My cat proda fits the describsion of a turkish angora.She is white and is soft med. long haired,with taby spots and a fluffy tail that looks like a racoon tail.Wish I knew for sure.Any thing else I should look for?

snowforest said...

@ Janie - it's possible - though these cats are relatively rare in purebred form..it's quite possible that your cat could be somewhat mixed..wish I had a pic but I'm still in the process of obtaining permission for copyrighted pics of domestic cat breeds. Here, anyways, are the breed standards for Turkish Anogras according to the Cat Fanciers' Association (CFA):

http://tinyurl.com/4tkpup

Anonymous said...

hi im amy and i have a turkish angora and i was wondering till wat age do these cats live up to ??

snowforest said...

Hi Amy

The average lifespan of Turkish Angoras is fifteen years and more. Hope your cat lives a long and healthy life :)

dpllamas said...

A yr ½ ago we found this beautiful white, blue-eyed cat, aprox 9 mths old, at the car lot where I work. She was a bit dirty and seemed had lost her way back. She settled at the lot for 2 days, while we were feeding her and on the 3rd day we took her home. The poor thing slept almost continuously for about 3 days... I researched over the internet and I'm almost positive she is a turkish angora. We also learned that she is deaf, so we do not let her out of the house. I carry her out everyday so she can make contact with nature for a while. I'm a cat lover, I also have 5 other cats and recently we found a 2 month old gray cat(now 7mths) that looks like a nebelung cat. Med size gray/silvery hair. Just adorable. I just had to write me story. Oh! I also have 3 dogs. Is there a way we can post pictures on this site?

snowforest said...

Hi dpllamas,

That's a wonderful story. Thank you for taking good care of the Angora, and all your other cats, and providing them with a good home. You are most welcome to send your pictures at support@ofcats.com and I will try to include them in this website.

Regards

flowers said...

Looks just like mine, loveliest creature, very beautifful

Rose said...

Cool cat. I like animals very much. Thanks for interesting post.

Types of flowers said...

It's a very beautiful cat but it's very difficult to take care about it!

Anonymous said...

I recently rescued a TA, All white with blue eyes. He is a great cat. Friendly, strong, playful, affectionate.

Anonymous said...

I have turkish angora too. They are wonderful cats.

Cre8tivesoul said...

My husband and I recently adopted a couple of rescues from the RSPCA, and I suspect one of them, Angel, is a mixed Angora. She fits the description to a tee; energetic, playful, outgoing and incredibly affectionate. Our other cat, Mia, seems to be a British Shorthair cross (very thick coat!)

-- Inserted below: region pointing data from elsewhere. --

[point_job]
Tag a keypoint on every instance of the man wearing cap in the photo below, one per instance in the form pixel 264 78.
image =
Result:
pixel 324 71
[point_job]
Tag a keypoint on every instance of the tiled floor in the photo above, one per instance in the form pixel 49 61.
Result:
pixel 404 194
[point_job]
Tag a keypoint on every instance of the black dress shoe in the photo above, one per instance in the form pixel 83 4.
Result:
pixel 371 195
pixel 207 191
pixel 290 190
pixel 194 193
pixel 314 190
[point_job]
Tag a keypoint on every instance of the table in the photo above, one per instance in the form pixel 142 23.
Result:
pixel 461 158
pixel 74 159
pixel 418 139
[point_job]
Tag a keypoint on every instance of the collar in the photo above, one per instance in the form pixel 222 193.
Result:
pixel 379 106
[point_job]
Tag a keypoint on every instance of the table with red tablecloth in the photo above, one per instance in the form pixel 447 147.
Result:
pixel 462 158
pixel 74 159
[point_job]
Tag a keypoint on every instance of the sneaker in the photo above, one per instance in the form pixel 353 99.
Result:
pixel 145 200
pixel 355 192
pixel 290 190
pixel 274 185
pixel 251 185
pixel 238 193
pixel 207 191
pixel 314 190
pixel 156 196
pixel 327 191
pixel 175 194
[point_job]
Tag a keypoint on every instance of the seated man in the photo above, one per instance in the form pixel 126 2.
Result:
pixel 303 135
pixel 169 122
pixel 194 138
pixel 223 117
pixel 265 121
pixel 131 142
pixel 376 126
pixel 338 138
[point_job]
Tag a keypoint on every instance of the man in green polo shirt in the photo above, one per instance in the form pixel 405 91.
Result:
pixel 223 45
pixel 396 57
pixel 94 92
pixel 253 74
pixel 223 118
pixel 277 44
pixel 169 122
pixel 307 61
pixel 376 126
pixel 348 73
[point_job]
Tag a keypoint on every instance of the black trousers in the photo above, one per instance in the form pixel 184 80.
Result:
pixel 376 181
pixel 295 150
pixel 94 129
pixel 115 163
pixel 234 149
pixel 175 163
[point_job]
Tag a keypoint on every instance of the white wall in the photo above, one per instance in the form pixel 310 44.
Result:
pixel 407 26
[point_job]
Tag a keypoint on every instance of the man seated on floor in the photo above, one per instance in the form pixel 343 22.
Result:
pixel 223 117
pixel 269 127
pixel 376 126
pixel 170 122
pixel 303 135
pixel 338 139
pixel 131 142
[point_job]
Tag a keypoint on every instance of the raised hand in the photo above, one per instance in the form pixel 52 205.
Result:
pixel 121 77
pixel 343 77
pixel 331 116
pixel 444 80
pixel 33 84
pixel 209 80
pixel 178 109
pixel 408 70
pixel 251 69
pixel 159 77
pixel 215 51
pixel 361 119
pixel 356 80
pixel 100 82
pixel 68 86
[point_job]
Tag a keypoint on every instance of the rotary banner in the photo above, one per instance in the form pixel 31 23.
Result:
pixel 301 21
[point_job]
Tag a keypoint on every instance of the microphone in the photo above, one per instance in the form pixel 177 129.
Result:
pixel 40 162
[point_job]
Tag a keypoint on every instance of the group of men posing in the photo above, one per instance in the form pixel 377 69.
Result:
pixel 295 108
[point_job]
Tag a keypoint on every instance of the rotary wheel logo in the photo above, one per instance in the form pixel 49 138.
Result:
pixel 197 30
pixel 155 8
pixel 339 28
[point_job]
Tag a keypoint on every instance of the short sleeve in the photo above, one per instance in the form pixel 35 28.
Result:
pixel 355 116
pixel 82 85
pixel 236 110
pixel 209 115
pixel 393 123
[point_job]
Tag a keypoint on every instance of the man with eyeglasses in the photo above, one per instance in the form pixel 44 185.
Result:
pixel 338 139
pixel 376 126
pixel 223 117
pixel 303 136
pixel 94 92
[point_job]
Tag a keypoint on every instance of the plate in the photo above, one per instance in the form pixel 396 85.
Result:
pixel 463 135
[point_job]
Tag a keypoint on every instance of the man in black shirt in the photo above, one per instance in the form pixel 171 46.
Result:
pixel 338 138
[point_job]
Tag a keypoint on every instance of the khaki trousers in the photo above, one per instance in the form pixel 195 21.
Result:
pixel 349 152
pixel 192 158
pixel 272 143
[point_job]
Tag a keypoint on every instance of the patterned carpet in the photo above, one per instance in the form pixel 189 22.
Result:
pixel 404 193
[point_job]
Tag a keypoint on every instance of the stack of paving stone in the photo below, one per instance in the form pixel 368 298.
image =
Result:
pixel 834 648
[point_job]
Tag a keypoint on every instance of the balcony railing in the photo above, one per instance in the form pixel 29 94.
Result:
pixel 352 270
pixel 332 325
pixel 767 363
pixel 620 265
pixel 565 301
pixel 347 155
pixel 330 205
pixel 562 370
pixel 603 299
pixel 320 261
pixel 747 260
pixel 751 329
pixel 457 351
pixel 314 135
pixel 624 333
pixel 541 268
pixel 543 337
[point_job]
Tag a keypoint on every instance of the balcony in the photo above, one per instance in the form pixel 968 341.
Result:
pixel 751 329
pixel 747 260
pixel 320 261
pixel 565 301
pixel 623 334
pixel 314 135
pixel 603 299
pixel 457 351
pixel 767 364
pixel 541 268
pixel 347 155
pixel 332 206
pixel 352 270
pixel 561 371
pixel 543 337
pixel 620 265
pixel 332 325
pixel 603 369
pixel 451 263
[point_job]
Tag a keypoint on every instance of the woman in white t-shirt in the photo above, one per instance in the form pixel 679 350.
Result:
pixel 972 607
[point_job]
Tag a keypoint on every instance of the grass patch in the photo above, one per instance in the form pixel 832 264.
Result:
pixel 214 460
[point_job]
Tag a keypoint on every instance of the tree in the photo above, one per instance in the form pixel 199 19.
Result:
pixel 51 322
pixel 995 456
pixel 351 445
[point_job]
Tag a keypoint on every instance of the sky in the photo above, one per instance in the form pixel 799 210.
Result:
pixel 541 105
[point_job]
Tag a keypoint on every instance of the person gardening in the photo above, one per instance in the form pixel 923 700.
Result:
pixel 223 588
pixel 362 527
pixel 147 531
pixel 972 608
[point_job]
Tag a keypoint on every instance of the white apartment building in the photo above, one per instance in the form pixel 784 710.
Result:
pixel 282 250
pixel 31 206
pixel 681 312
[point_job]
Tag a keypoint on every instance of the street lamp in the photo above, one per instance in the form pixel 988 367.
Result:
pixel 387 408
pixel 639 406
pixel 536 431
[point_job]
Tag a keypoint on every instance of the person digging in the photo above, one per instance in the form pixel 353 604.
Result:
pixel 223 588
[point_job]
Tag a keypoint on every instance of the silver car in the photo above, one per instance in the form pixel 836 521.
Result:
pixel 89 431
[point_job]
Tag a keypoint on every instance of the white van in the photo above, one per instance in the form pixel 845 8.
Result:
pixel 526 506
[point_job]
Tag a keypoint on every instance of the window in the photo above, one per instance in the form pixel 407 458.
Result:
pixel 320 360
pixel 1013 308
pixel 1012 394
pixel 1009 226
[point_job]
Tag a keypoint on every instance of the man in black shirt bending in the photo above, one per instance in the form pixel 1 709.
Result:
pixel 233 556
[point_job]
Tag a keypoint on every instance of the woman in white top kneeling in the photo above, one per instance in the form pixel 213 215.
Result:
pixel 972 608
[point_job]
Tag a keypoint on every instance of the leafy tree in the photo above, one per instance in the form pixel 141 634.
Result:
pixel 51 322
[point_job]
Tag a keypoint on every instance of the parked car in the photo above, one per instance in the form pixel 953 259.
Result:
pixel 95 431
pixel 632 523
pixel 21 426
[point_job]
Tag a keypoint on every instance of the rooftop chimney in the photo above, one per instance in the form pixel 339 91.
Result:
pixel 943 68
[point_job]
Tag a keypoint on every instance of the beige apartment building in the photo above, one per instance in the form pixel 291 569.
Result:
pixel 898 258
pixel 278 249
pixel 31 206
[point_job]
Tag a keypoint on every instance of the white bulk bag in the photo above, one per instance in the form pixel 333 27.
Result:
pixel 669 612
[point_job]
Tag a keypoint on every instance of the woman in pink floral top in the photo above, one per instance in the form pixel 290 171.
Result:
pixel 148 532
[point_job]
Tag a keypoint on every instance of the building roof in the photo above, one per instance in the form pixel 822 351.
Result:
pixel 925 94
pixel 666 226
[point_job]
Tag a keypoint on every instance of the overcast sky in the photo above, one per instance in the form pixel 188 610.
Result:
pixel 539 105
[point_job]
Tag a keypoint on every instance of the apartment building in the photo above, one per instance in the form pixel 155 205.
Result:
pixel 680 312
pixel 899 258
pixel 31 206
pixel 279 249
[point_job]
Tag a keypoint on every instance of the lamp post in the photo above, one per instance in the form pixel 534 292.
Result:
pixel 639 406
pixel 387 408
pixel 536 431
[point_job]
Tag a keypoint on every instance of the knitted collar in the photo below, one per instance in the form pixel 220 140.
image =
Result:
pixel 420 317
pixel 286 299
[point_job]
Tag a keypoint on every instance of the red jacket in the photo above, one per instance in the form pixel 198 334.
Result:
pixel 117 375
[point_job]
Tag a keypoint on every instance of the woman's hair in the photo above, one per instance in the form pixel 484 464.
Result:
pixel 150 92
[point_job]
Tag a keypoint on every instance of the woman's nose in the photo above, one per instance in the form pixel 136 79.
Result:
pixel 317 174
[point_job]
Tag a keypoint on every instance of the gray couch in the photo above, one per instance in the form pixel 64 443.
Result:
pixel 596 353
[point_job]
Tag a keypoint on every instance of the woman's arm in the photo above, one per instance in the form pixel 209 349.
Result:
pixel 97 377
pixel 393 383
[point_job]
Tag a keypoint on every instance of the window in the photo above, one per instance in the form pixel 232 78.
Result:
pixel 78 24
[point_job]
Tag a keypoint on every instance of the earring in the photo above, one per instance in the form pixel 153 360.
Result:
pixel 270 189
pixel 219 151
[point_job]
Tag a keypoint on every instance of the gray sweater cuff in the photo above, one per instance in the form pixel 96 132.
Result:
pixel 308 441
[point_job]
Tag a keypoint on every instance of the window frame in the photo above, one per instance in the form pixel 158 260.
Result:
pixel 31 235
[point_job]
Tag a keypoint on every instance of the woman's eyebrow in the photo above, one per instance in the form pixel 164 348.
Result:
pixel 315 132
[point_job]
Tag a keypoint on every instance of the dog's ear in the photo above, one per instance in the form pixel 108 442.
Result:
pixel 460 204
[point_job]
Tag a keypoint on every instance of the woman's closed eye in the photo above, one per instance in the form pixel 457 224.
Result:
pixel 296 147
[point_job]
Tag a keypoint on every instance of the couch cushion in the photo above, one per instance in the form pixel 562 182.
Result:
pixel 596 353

Lovely site... Great info! Kuddos! :)

Anonymous said...

About a year ago I rescued five kittens from a neighbor who was intent on killing them and reunited them with their feral domestic shorthair mother. I kept them in a huge cage in my bedroom until they were weaned then took the mother to a vet and had her spayed. Four of the kittens fit the discription of the turkish angora (two white, one gray, and one black.) The fifth cat was a red domestic shorthair. Fortunately, I was able to adopt four of them out and I kept the gray female (Madeline) who is a real treasure.

Snaps Hernandez said...

I heard from that cat 101 show on animal planet that they live up To 20years.

Anonymous said...

I was given a tiger striped Turkish Angora and have been looking for info about them. I have never seen a black and gray striped Angora before. If any one can give me info, it would be appreciated.